What I’m missing is the ability to define component variants that span multiple HTML elements - and by extension with compound slots, the ability to define multiple similar but distinct elements without repetition.

For example, something like this:

defmodule Pagination
  import Turboprop.Variants

  @variants %{
    slots: %{
      base: "flex flex-wrap relative gap-1 max-w-fit",
      item: "data-[active]:bg-blue-500 data-[active]:text-white"
    },
    variants: %{},
    default_variants: [
      size: "sm"
    ],
    compound_slots: [
      %{
        slots: [:item, :prev, :next],
        class: [
          "flex flex-wrap px-2 py-1 truncate box-border outline-none items-center justify-center bg-neutral-100 hover:bg-neutral-200 active:bg-neutral-300 text-neutral-500"
        ]
      },
      %{slots: [:item, :prev, :next], size: "xs", class: "w-7 h-7 text-xs"},
      %{slots: [:item, :prev, :next], size: "sm", class: "w-8 h-8 text-sm"},
      %{slots: [:item, :prev, :next], size: "md", class: "w-9 h-9 text-base"}
    ]
  }

  def render(assigns) do
    assigns = assign(assigns, :variants, @variants)

    ~H"""
    <ul aria-label="pagination navigation" class={variant(@variants, slot: :base)}>
      <li aria-label="Go to previous page" class={variant(@variants, slot: :prev)} role="button">&lt;</li>
      <li aria-label="Page 1" class={variant(@variants, slot: :item)} role="button">1</li>
      <li aria-label="Page 2" class={variant(@variants, slot: :item)} role="button">2</li>
      <li aria-label="Page 3" class={variant(@variants, slot: :item)} data-active role="button">3</li>
      <li aria-label="Page 4" class={variant(@variants, slot: :item)} role="button">4</li>
      <li aria-label="Page 5" class={variant(@variants, slot: :item)} role="button">5</li>
      <li aria-hidden="true" class={variant(@variants, slot: :item)} role="button">...</li>
      <li aria-label="page 10" class={variant(@variants, slot: :item)} role="button">10</li>
      <li aria-label="Go to next page" class={variant(@variants, slot: :next)} role="button">></li>
    </ul>
    """
  end
end

We have a pagination component that has a list of pages, a back/forward button, and different sizes for the buttons available. The page buttons should respect active state, which is the only differentiator from the back/forward buttons, which obviously don’t have active state. Something like this is really difficult to build with CVA.

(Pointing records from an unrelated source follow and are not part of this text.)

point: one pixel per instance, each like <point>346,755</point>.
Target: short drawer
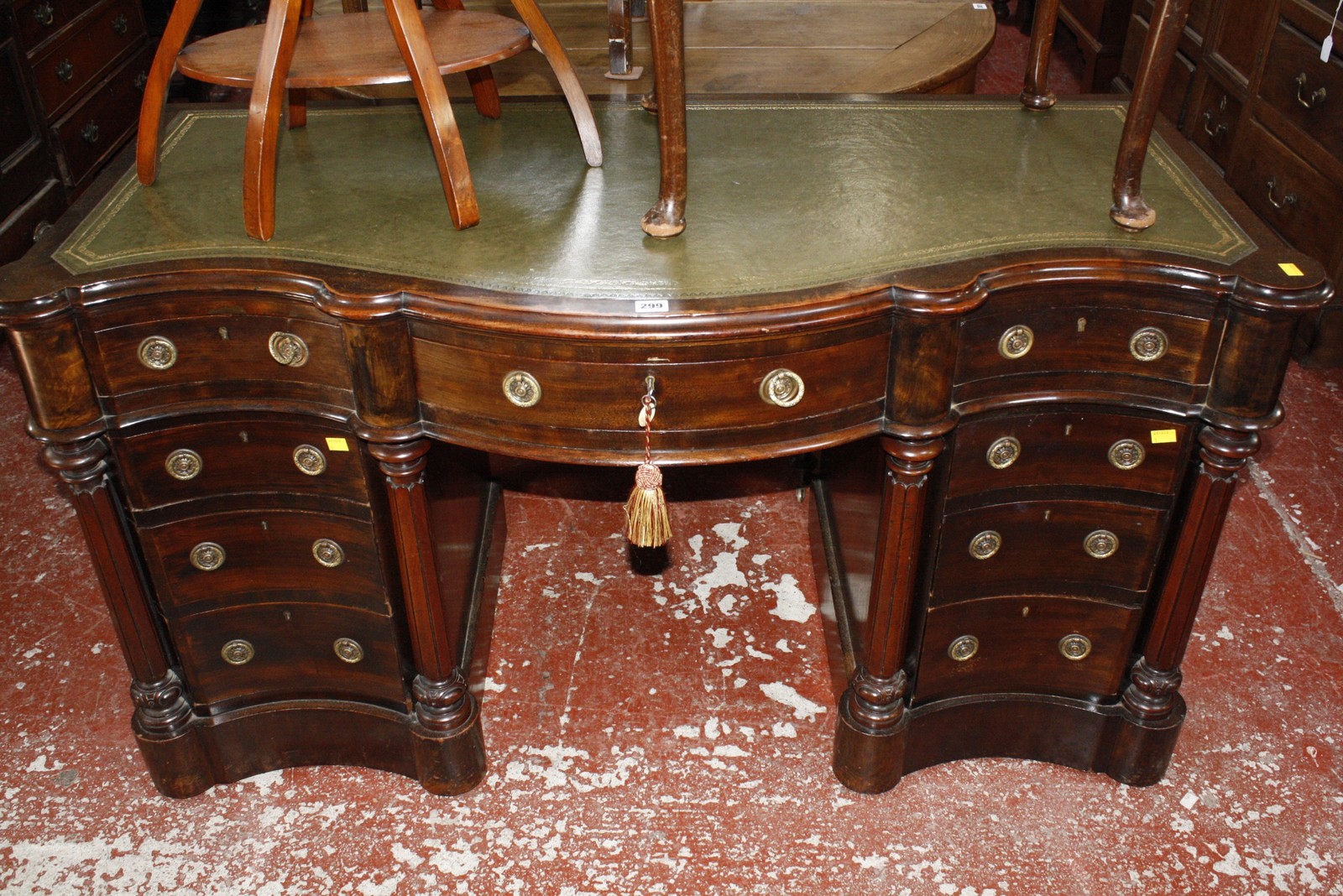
<point>225,357</point>
<point>1027,645</point>
<point>85,54</point>
<point>1099,549</point>
<point>264,555</point>
<point>1004,345</point>
<point>96,129</point>
<point>290,651</point>
<point>1304,90</point>
<point>1090,448</point>
<point>241,456</point>
<point>1304,206</point>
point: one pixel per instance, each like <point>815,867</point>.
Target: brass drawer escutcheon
<point>288,349</point>
<point>1016,342</point>
<point>311,461</point>
<point>782,388</point>
<point>985,544</point>
<point>185,464</point>
<point>238,652</point>
<point>1074,647</point>
<point>521,388</point>
<point>964,649</point>
<point>1004,452</point>
<point>328,553</point>
<point>1127,454</point>
<point>348,649</point>
<point>207,557</point>
<point>1148,344</point>
<point>1101,544</point>
<point>158,353</point>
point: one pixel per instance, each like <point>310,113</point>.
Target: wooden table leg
<point>1036,94</point>
<point>156,87</point>
<point>445,140</point>
<point>666,217</point>
<point>1130,211</point>
<point>264,114</point>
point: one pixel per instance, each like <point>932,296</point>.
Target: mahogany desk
<point>1024,436</point>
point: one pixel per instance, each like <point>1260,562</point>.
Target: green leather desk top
<point>783,196</point>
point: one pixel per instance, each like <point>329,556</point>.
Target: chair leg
<point>264,114</point>
<point>554,51</point>
<point>443,136</point>
<point>1036,94</point>
<point>1130,211</point>
<point>666,217</point>
<point>483,90</point>
<point>156,87</point>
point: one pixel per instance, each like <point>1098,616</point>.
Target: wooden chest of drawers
<point>1021,461</point>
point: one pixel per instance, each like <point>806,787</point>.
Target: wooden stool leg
<point>443,136</point>
<point>264,114</point>
<point>156,87</point>
<point>666,217</point>
<point>483,89</point>
<point>1036,94</point>
<point>554,51</point>
<point>1130,211</point>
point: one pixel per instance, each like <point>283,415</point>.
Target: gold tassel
<point>646,522</point>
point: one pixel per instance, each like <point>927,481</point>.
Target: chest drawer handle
<point>311,461</point>
<point>1004,452</point>
<point>782,388</point>
<point>158,353</point>
<point>207,557</point>
<point>1287,201</point>
<point>1316,96</point>
<point>1148,344</point>
<point>964,649</point>
<point>1100,544</point>
<point>288,349</point>
<point>328,553</point>
<point>238,652</point>
<point>185,464</point>
<point>985,544</point>
<point>348,649</point>
<point>1127,454</point>
<point>1016,341</point>
<point>1074,647</point>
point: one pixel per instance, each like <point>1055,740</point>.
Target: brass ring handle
<point>238,652</point>
<point>185,464</point>
<point>207,557</point>
<point>158,353</point>
<point>1287,201</point>
<point>782,388</point>
<point>964,649</point>
<point>288,349</point>
<point>1316,96</point>
<point>348,649</point>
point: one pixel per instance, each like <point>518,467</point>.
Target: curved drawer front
<point>222,357</point>
<point>259,555</point>
<point>1048,548</point>
<point>1087,448</point>
<point>239,456</point>
<point>1027,644</point>
<point>732,394</point>
<point>290,651</point>
<point>1131,349</point>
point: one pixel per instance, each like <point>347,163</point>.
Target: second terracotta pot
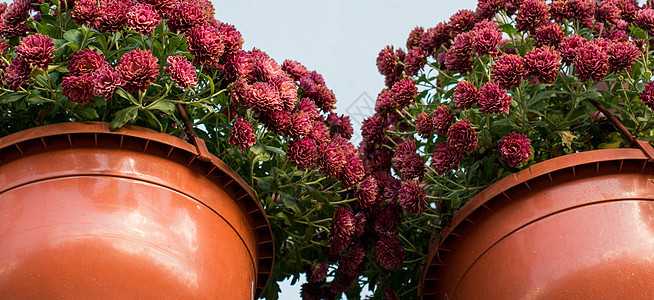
<point>579,226</point>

On top of that, overrides. So this is our variants, but design comes along and wants a slightly different pagination on the help center page. It’s a one-off.

  def render(assigns) do
    assigns = assign(assigns, :variants, @variants)

    ~H"""
    <ul aria-label="pagination navigation" class={variant(@variants, slot: :base, class: "gap-2")}>
    ...
    </ul>
    """
  end

This is not supported by CVA. Just adding class="gap-2" on the ul element itself does not necessarily work because it’s a conflict with the existing gap-1 and application depends on the order in which Tailwind defines the stylesheet. Since Turboprop implictly tosses its entire output to merge/1, this gets resolved for us.

I still think CVA is great, though. If this kind of functionality isn’t what you need, by all means, use it! If you’re already using it and haven’t ran into limitations, don’t change to something else. Having options is always great, and it doesn’t always have to be a competition :slight_smile:

Thanks for your work! The package looks very promising.

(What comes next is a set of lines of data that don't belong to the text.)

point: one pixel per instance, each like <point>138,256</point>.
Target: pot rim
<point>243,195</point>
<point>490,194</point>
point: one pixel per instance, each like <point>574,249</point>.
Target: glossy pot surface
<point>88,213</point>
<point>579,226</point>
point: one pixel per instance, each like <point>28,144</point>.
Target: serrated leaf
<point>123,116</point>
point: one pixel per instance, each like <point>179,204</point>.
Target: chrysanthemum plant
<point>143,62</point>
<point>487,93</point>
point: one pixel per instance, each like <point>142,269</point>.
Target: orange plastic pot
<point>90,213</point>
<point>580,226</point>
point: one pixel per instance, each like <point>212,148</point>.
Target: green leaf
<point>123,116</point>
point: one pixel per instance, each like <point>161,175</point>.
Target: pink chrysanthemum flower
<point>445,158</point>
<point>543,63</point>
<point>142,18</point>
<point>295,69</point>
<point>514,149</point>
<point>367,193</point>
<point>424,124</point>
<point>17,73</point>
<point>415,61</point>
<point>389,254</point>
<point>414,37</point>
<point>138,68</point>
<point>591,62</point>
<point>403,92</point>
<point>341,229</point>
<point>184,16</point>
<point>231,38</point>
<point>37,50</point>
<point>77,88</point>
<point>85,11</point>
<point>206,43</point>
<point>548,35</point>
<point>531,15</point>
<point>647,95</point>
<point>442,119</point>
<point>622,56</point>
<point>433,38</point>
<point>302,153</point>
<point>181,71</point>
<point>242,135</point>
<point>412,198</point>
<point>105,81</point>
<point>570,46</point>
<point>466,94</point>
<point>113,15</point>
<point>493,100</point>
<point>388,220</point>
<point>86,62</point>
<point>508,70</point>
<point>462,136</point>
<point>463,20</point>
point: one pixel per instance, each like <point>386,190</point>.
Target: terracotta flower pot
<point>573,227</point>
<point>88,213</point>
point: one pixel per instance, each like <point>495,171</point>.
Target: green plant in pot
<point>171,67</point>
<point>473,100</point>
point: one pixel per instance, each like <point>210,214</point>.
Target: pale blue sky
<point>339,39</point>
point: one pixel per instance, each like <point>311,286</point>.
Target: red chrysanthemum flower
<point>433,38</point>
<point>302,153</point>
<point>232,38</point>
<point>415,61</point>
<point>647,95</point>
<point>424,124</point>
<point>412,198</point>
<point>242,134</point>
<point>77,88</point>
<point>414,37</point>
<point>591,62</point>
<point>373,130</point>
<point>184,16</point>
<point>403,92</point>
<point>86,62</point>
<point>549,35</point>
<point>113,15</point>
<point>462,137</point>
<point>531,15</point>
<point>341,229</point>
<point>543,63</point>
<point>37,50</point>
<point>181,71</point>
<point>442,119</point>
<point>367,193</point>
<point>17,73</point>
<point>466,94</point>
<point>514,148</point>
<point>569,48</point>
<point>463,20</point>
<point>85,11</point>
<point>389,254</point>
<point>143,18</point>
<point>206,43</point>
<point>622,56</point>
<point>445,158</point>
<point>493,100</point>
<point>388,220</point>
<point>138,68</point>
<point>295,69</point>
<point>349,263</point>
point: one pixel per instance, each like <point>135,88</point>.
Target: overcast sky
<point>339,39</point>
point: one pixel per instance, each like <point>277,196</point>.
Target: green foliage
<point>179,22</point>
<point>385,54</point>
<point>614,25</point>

I’d love to see a Combobox hook.

2 Likes

Actually had already started working on it :smiley: this is a bit of a difficult one to keep working across LiveView updates (in this case I’m doing the search on the server and actually streaming in new countries), so it’ll need some love before I’ll push it.
https://x.com/cschmatzler/status/1803044703245398130

An accessible component library for phoenix/liveview built with turpoprop sounds rad. We’re currently using daisyui (a component library built on tailwind) in combination with Surface, but we end up manually writing the hooks for almost all the client interactions (which includes standard interactions like a modal, popup, accordion, tabs, wyswyg editor, emoji menu, popover, etc.) that we use across our application ( bonfire - a federated social network )
We’d love to contribute to this effort somehow!